As an early meditation of street life and the urban landscape, Union Square in Winter recalls other Ashcan canvases of New York, such as Robert Henri's masterwork, Snow in New York, 1902 (National Gallery of Art, Washington, D.C.). Union Square in Winter likewise proclaims its Ash-can heritage with its rich, lustrous impasto and emphasis on city dwellers within the urban milieu. Lawson has developed here a narrow tonal range of whites, blues and greens. Highlights have been added with touches of warmer-toned reds, seen especially in the wares of the vender, and pinks, seen in the brownstone in the distance. This subtle mixture of colors and bold painting technique is the hallmark of Lawson's style.

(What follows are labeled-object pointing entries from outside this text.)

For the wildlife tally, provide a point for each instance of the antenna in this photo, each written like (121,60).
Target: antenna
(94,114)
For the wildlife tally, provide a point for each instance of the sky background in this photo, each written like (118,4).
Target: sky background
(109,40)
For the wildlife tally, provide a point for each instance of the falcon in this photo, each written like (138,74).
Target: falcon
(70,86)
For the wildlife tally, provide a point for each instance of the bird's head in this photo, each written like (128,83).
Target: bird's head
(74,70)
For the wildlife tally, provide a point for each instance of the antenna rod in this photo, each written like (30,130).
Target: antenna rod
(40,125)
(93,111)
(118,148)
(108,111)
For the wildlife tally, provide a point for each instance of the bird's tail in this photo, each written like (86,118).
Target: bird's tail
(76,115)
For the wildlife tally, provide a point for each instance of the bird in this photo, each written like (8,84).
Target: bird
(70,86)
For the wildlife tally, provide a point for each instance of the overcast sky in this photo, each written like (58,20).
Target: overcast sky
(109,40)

His immediate inspiration was likely his mentor John H. Twachtman, whose nearly monochromatic depictions of the Connecticut countryside Lawson undoubtedly saw while a student of Twachtman and J. Alden Weir in Cos Cob, Connecticut, in the 1890s. Lawson's innovation with Union Square in Winter is to transform the tonal elements of Twachtman's art into an urban setting, softened with snow fall. In this way Lawson would create an entirely new vision of a great metropolis by joining the lyrical qualities of American Impressionism with the avant-garde painting of the Eight.